Thursday, April 27, 2017

Stand Your Ground and Hold Your Lane!

We have accelerated the proliferation of guns, have a new pro-gun Supreme Court appointee, a rise in pro-gun Republican control of everything from Congress to most state legislatures and a pro-gun President. After 20 children and six adults were massacred at Sandy Hook in 2012, most major efforts to curb gun violence have failed – like the 2014 effort to require background checks that couldn’t even make to the Senate floor – but gun sales have spiked after every mass shooting.
We’ve seen an expansion of “open carry” laws, even allowing guns into universities and many government installations, as well as a growing right to carry a concealed weapon without an extensive permitting process. Stand your ground laws, extending the right not to try and retreat from serious danger even outside your home but allowing deadly force instead (remember Trayvon Martin?), are growing, and several states are considering legalizing silencers because the noise of a shot disturbs people at a gun range… even though not hearing gun shots might allow a shooter more time before being detected by police. The NRA is having the very best time, and despite the fact that a clear majority of Americans really approve of greater gun control, there are almost no Republican legislators willing to stand up the NRA.
While the government is not allowed to record and track gun homicides, private researchers are putting the pieces together and generating the missing statistics privately. We killing each other with guns more than ever, despite NRA claims to the contrary. “In 2010, 67% of all homicides in the U.S. were committed using a firearm. In 2012, there were 8,855 total firearm-related homicides in the US, with 6,371 of those attributed to handguns. In 2012, 64% of all gun-related deaths in the U.S. were suicides. In 2010, there were 19,392 firearm-related suicides, and 11,078 firearm-related homicides in the U.S. In 2010, 358 murders were reported involving a rifle while 6,009 were reported involving a handgun; another 1,939 were reported with an unspecified type of firearm.
“Firearms were used to kill 13,286 people in the U.S. in 2015, excluding suicide. Approximately 1.4 million people have been killed using firearms in the U.S. between 1968 and 2011.” Wikipedia. 115 days into 2017, Chicago experienced its 1,000th gun victim, 27 alone on New Year’s Day. 2016 produced 762 gun homicides in the Windy City, a huge 60% increase from the year before. Europeans, most of the world in fact, is aghast at our apparent love affair with guns… apparently a passion that exceeds our love for our own children.
The April 25th New York Times addressed a recent study in an area of American gun violence that might surprise you: “The analysis was published by The Trace, a nonprofit news organization focused on gun violence. It found that cases of road rage involving a firearm — where someone brandished a gun or fired one at a driver or passenger — more than doubled to 620 in 2016, from 247 in 2014.
“The Trace compiled its data from the Gun Violence Archive, which inventories and catalogs episodes of gun violence in the United States based on news and police reports and other sources.
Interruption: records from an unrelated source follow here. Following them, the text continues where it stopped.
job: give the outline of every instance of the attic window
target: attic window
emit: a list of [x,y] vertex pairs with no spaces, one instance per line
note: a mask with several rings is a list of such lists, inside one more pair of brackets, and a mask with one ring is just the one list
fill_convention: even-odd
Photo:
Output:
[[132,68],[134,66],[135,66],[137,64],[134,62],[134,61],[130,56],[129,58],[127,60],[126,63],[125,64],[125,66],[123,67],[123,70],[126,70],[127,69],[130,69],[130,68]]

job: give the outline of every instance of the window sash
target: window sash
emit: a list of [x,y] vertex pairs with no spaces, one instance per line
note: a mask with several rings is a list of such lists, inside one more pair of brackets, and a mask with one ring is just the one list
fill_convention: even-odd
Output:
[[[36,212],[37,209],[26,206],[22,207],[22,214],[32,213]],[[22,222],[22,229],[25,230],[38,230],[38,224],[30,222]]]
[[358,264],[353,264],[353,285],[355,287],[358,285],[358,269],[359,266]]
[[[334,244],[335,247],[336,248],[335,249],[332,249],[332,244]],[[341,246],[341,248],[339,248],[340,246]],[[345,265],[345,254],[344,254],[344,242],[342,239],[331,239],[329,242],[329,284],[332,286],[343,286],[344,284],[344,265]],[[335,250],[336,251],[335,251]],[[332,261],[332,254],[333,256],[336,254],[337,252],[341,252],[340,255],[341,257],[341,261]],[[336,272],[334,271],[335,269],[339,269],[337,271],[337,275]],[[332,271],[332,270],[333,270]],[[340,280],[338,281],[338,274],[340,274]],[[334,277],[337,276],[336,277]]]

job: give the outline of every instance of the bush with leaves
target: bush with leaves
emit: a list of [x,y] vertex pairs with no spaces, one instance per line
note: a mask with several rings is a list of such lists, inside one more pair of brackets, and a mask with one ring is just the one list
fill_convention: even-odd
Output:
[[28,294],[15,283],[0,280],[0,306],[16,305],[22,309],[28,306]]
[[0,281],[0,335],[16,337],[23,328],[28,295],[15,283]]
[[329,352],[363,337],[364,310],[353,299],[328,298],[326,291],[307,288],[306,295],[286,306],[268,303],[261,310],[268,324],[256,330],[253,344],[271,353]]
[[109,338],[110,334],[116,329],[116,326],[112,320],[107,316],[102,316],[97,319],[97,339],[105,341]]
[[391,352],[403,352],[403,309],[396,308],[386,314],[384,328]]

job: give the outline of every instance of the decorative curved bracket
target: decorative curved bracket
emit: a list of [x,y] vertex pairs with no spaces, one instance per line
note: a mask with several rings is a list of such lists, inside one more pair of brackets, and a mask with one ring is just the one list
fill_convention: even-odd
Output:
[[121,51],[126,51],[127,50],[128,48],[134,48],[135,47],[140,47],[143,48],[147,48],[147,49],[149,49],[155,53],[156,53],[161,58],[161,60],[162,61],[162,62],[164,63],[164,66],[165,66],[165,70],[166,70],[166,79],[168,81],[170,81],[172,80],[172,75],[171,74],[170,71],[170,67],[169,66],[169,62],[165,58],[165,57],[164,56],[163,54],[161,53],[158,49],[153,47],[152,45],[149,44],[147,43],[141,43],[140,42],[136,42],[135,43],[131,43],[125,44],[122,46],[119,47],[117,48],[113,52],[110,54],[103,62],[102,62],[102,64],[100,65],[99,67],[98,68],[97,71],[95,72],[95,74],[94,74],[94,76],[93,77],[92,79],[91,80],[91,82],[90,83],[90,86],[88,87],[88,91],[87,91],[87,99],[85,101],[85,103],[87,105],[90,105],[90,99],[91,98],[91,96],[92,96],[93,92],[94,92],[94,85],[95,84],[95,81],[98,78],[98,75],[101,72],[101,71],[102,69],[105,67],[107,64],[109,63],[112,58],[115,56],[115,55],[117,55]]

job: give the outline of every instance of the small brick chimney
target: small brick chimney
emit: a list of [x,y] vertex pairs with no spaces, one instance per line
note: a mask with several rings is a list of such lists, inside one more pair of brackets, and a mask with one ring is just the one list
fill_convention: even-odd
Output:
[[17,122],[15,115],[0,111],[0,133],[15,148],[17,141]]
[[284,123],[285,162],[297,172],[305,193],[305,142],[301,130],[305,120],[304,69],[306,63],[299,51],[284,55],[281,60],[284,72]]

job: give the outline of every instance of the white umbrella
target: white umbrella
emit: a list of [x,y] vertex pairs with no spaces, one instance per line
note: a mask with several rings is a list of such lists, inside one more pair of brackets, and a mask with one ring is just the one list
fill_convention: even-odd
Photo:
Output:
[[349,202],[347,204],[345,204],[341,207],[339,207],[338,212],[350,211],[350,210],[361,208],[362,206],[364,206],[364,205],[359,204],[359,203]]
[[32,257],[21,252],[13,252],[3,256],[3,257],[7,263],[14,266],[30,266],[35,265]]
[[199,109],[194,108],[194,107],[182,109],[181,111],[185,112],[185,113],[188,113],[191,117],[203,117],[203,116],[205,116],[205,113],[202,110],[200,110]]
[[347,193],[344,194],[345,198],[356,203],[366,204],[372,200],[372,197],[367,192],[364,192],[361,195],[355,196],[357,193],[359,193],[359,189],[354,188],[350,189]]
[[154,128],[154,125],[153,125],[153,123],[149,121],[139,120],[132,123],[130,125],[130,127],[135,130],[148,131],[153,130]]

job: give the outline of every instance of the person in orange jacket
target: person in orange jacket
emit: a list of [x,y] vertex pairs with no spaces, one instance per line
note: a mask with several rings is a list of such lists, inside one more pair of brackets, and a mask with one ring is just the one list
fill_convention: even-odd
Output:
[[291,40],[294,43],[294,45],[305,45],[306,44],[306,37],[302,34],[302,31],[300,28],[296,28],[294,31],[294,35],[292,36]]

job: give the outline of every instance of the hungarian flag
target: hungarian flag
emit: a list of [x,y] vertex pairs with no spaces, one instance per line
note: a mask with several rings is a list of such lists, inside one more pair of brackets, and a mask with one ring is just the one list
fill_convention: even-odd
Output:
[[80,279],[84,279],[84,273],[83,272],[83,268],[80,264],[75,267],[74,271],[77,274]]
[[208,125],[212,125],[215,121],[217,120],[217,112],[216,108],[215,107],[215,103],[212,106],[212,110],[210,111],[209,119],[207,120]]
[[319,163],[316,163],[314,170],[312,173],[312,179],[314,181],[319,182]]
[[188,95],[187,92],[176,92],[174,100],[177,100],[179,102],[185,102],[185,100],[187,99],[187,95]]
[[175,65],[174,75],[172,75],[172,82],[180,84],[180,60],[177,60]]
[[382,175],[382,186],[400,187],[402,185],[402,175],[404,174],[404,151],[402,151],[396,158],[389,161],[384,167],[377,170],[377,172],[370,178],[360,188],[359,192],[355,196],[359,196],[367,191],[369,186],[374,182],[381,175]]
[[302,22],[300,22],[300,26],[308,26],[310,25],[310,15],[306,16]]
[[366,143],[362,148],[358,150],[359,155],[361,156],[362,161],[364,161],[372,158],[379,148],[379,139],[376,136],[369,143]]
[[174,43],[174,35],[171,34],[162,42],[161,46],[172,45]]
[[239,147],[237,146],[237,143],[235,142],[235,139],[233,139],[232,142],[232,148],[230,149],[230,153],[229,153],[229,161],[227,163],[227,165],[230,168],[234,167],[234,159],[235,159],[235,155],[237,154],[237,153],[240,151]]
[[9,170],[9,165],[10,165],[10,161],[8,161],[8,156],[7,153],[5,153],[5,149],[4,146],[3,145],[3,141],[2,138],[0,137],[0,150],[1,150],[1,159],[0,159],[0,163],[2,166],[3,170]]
“There were at least 1,319 road rage episodes involving firearms during the three-year period examined, with at least 354 people wounded and 136 killed, The Trace reported…
“The Trace analysis concluded that these figures were conservative because law enforcement agencies do not inventory cases of road rage as a specific category. The site said most instances of road rage involving a firearm occurred in disputes between strangers.
Professor David Hemenway, director of the Harvard Injury Control Research Center, said he was surprised by the reported increase, attributing that to more and better reporting of such episodes.
“Dr. Hemenway, who was an author of a 2002 paper that found Arizona drivers who had guns in their cars were more likely to act rudely and aggressively, said drivers develop a sense of territoriality.
Another research paper, ‘Is an Armed Society a Polite Society? Guns and Road Rage,’ which Dr. Hemenway co-wrote in 2006, noted that cars offer an environment where people feel safe displaying hostility… ‘A car gives the motorist power, protection, easy escape and anonymity,’ it said.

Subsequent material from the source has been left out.